Intakes of thiamin, riboflavin, and niacin have been reported to be low among older men and women (60–80 years) in the lipid research clinics program prevalence study . In 2003–2006, 13% of non-Hispanic white women as well as Mexican American women had inadequate total folic acid intakes . Another previous study found that 13% of AfAm, 6% of Caucasian, and 3% of Hispanic women reported inadequate intakes of vitamin B6 . Results from this paper may potentially be used to help ease some of these concerns through the development of food-based ethnic-specific dietary guidelines. For example, recommendations based on increased consumption of whole wheat/rye bread could help increase thiamin, riboflavin, niacin, and vitamin B6 intakes, and would result in a diet with better nutrient quality. Results of this study underscore the need for both individualized nutrition interventions as well as environmental interventions to influence consumption patterns of these five ethnic groups.

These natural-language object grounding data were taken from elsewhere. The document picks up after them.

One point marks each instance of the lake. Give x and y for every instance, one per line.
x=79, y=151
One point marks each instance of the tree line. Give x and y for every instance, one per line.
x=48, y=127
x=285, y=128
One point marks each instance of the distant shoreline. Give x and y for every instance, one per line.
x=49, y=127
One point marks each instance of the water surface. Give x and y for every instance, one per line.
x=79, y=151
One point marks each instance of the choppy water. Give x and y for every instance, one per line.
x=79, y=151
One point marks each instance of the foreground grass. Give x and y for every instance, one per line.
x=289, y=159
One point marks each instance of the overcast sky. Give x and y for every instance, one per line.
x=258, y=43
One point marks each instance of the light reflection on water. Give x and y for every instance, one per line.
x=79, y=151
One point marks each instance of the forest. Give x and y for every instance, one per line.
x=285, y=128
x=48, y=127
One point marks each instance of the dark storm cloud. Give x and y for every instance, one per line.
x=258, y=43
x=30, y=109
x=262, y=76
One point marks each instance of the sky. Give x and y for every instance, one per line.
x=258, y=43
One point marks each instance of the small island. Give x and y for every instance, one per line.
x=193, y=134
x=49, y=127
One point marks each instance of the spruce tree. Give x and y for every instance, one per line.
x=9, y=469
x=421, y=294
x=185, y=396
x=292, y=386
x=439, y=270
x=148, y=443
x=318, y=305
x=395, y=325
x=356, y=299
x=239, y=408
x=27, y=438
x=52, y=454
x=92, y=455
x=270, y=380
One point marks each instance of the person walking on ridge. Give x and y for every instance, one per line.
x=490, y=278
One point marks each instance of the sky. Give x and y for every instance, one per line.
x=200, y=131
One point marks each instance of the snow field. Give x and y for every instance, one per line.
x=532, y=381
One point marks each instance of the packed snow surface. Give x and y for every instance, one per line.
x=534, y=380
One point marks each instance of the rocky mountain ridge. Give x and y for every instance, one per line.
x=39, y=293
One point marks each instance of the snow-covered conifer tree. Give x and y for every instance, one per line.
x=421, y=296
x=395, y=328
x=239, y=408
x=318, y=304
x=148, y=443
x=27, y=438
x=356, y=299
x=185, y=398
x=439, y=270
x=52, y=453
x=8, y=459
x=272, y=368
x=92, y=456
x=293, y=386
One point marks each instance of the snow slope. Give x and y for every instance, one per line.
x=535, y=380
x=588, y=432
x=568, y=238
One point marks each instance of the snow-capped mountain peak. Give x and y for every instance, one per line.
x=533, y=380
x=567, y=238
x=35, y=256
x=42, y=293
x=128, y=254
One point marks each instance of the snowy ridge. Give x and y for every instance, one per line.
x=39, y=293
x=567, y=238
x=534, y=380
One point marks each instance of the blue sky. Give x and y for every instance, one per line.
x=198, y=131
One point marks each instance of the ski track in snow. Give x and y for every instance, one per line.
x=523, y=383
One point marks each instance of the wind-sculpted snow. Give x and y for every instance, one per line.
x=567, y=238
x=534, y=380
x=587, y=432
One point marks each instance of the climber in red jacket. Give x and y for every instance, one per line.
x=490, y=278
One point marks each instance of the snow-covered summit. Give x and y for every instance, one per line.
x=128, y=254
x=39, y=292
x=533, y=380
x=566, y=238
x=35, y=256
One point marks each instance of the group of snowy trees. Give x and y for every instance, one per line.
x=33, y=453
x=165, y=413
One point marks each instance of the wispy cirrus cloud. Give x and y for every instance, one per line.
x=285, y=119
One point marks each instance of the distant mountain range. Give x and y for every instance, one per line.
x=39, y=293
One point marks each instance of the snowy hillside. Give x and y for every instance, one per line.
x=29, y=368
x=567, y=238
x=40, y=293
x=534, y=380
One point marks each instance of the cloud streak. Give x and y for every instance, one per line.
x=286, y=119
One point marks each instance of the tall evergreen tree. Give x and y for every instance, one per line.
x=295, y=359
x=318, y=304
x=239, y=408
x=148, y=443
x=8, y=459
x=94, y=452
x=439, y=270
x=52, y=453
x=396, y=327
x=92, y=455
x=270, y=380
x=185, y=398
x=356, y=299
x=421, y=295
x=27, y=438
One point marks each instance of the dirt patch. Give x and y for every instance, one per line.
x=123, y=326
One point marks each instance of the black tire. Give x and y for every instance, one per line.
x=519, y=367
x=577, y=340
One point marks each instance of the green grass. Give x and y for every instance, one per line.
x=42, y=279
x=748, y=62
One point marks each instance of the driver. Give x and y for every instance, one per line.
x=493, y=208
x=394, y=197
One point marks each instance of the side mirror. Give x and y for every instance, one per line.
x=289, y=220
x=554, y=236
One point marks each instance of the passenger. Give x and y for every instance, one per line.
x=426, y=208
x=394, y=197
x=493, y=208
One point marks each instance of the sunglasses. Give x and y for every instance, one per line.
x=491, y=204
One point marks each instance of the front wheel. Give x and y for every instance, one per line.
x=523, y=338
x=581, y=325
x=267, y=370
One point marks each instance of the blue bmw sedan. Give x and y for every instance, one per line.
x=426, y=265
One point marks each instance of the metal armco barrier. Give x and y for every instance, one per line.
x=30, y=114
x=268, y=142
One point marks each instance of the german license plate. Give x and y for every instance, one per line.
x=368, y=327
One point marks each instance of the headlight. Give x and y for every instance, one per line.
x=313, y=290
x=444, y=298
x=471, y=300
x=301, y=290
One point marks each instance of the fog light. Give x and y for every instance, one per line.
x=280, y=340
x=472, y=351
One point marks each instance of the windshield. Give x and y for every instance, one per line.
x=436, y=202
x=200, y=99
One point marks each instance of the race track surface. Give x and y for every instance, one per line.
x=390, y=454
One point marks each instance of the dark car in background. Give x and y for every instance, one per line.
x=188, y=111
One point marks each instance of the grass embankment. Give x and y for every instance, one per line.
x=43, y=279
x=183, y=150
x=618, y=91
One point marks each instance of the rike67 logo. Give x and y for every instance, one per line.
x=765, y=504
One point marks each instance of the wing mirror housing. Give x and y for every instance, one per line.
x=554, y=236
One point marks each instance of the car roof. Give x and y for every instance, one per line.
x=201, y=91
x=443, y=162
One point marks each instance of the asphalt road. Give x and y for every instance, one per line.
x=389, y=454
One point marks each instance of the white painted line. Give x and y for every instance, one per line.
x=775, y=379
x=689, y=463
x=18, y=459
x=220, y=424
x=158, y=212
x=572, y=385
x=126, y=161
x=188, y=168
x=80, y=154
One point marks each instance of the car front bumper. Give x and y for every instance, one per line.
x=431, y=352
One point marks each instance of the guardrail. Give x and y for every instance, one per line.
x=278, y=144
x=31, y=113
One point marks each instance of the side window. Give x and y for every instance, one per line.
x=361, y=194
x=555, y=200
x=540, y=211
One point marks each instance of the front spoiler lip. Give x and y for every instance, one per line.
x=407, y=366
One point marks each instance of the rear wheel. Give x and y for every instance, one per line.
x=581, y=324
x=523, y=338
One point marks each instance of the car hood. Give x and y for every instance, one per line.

Limitations of this study include possible recall bias. Also, measurement error is known to be higher with FFQs compared to other methods . Unfortunately, the methodology used to validate the accuracy of the QFFQ used in this study to capture nutrient intake did not assess B vitamins . While this limitation is a concern, the results from that study indicate that the tool is a valid instrument for assessment of several nutrients, and thus the findings from that study do support the application to a wider range of nutrients. The major strength of this paper lies in its large sample size and the use of a QFFQ developed and validated specifically for the multiethnic group to assure standardized data collection among the five ethnic/racial groups. A standardized food grouping methodology for grains and their subgroups was used and based on the USDA food groupings. Further, a comparison of the cohort distributions by educational levels and marital status with corresponding census data for the two geographic areas confirmed that the cohort was representative of the general population. However, the data available for this analyses were collected over 15 year ago, thus it is possible that changes in dietary sources or consumption patterns have occurred over time, which may have impacted the generalisability to current populations. Analyses of more recent data would be useful to clarify and confirm the finding from this study.